A melhor estratégia: pequenos ajustes em vez de mudanças radicais

Quem tem mais de 60 e quer uma cor fresca e adequada ao seu estilo não precisa de correr atrás de todas as tendências. Muitas vezes, bastam correções pequenas. Um ligeiro aclarar junto ao rosto, algumas madeixas suaves ou um reflexo mais quente podem ser suficientes para “tirar” anos ao conjunto.

Problema Escolha pouco favorável Alternativa mais inteligente
Muitas raízes brancas Preto profundo ou castanho muito escuro Castanho suave com madeixas finas mais claras
Tez pálida Loiro gelado, quase branco Loiro cremoso, ligeiramente dourado
Cabelo fino Cor totalmente uniforme Degradés suaves e reflexos para criar volume visual

O que um profissional pergunta sempre antes de colorir

Um bom cabeleireiro raramente começa logo a misturar a cor. Primeiro, vêm as perguntas: Quanto tempo quer investir em cuidados e retoques? Com que frequência usa maquilhagem? Prefere roupa em tons mais discretos, quentes ou mais frios? Tudo isto influencia quais as nuances que, no dia a dia, realmente funcionam.

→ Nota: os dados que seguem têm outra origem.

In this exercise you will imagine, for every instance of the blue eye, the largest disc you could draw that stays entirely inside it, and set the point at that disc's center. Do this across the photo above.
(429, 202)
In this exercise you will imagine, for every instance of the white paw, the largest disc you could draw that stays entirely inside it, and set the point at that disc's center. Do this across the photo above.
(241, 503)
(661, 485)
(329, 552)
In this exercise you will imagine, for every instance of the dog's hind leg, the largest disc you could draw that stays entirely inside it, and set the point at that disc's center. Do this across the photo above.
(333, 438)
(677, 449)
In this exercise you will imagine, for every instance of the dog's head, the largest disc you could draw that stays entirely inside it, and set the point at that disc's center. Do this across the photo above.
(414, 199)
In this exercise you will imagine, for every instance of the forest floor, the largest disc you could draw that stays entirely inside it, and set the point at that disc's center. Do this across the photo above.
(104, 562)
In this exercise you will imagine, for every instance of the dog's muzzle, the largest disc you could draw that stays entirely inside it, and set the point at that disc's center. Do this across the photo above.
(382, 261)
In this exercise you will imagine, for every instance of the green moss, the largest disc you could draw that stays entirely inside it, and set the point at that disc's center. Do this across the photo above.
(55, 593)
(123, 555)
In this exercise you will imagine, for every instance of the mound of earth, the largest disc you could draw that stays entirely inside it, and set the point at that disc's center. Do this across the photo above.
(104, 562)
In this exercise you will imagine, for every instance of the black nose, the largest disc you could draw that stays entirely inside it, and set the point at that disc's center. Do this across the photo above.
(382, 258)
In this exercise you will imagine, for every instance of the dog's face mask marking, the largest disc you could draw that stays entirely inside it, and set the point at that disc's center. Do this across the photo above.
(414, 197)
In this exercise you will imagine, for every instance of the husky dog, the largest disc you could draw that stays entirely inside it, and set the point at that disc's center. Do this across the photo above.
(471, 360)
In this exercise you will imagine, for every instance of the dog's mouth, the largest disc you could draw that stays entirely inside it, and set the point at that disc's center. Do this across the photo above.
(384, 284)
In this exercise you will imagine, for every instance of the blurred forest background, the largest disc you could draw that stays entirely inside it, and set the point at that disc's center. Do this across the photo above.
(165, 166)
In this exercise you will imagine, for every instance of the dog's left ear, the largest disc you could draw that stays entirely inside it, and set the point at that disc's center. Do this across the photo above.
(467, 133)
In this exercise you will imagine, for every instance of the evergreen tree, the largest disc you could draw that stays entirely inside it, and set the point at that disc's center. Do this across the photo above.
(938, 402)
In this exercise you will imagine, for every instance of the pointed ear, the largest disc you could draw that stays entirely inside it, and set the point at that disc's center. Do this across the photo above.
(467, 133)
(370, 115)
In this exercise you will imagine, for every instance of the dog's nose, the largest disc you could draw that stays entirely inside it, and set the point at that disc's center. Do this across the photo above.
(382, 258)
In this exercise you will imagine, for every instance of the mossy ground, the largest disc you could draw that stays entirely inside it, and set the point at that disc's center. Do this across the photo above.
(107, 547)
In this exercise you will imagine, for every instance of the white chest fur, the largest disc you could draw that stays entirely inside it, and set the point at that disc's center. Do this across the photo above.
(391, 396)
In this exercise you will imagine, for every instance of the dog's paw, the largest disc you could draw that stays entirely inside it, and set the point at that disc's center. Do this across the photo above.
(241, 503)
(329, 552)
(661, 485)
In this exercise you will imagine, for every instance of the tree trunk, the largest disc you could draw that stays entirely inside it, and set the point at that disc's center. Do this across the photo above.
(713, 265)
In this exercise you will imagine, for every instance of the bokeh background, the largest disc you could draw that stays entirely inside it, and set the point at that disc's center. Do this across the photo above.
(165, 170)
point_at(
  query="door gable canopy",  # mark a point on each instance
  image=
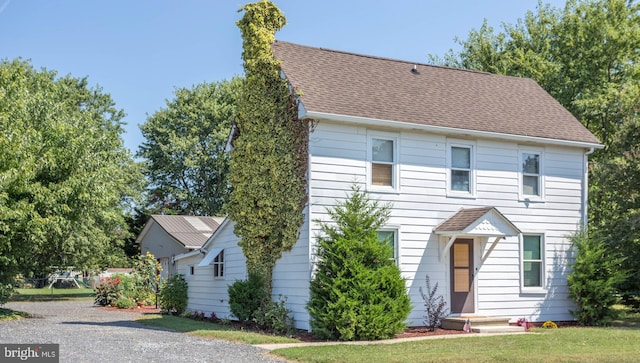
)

Também é essencial olhar com honestidade para a estrutura do cabelo: cabelo muito danificado e poroso absorve pigmentos de forma irregular, e os tons podem parecer mais escuros ou manchados. Nestes casos, uma rotina de cuidado com máscaras, produtos de bonding e menos calor costuma criar um efeito mais rejuvenescedor do que mais uma ronda de coloração.

Amar o cabelo grisalho - ou disfarçá-lo com inteligência

Quem gosta do seu grisalho ou branco não tem, obrigatoriamente, de o cobrir. Cortes curtos e médios mais modernos, contornos definidos e um prateado bem cuidado ficam muito elegantes. Um champô prateado leve, sprays de brilho e cortar pontas com regularidade muitas vezes chegam.

E quem (ainda) não se consegue habituar ao grisalho costuma beneficiar mais de soluções de transição: tonalizantes que saem de forma suave, madeixas macias que quebram a raiz, ou glossings que acrescentam brilho e pequenas nuances, sem transformar por completo o visual.

No fim, o decisivo não é se o cabelo é escuro, loiro ou grisalho - é se o tom, a técnica e a manutenção combinam com a pessoa. Ao evitar as três grandes armadilhas, a cor deixa de parecer "disfarce" e passa a transmitir naturalidade, energia e vida.